Bug 270468

Summary: KMail causes duplicate unread mail to appear in webmail client
Product: [Applications] kmail Reporter: Leon Maurer <leon.maurer>
Component: IMAPAssignee: kdepim bugs <kdepim-bugs>
Status: RESOLVED UNMAINTAINED    
Severity: normal    
Priority: NOR    
Version: 1.13.5   
Target Milestone: ---   
Platform: Ubuntu   
OS: Linux   
Latest Commit: Version Fixed In:
Attachments: screen shot of webmail that demonstrates problem

Description Leon Maurer 2011-04-09 00:04:58 UTC
Created attachment 58725 [details]
screen shot of webmail that demonstrates problem

Version:           1.13.5 (using KDE 4.6.2) 
OS:                Linux

First, let me say that this looks like a KMail problem; other clients like Apple's Mail (and Thunderbird IIRC) do not cause this problem.

If I have my university's webmail client open at the same time as KMail (as an IMAP account), the problem shown in the attachment occurs. New emails appear twice in the webmail client (in purple ellipse in attachment). The second (grayed out) copy cannot be marked as read (see green ellipse in attachment showing one unread message) and will not go away until after I sign out of the webmail client (often I have to wait some time after that -- if I sign back in too soon they will still be there).

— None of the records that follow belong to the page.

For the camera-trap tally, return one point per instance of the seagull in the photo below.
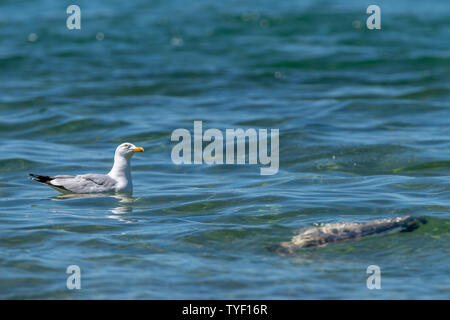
(118, 180)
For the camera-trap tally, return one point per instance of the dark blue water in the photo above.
(364, 134)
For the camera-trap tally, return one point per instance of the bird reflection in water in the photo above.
(124, 206)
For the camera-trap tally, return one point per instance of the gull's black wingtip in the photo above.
(39, 178)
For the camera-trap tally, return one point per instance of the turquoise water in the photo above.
(364, 134)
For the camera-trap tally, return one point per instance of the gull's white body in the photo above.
(118, 180)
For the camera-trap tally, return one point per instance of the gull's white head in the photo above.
(127, 150)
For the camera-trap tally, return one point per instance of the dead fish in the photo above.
(346, 231)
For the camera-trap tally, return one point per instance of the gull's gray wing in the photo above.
(86, 183)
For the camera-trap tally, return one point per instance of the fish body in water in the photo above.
(347, 231)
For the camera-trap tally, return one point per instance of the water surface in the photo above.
(364, 134)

I realize this might be a hard bug to fix because you probably don't have access to this webmail client, but -- because other mail clients don't cause this problem -- it does seem to be a problem with KMail and not with the webmail, so I think you should be aware of it.

Reproducible: Always
Comment 1 Leon Maurer 2011-04-09 16:20:15 UTC
Thus may be related to bug 139088.
Comment 2 Laurent Montel 2015-04-12 10:00:55 UTC
Thank you for taking the time to file a bug report.

KMail2 was released in 2011, and the entire code base went through significant changes. We are currently in the process of porting to Qt5 and KF5. It is unlikely that these bugs are still valid in KMail2.

We welcome you to try out KMail 2 with the KDE 4.14 release and give your feedback.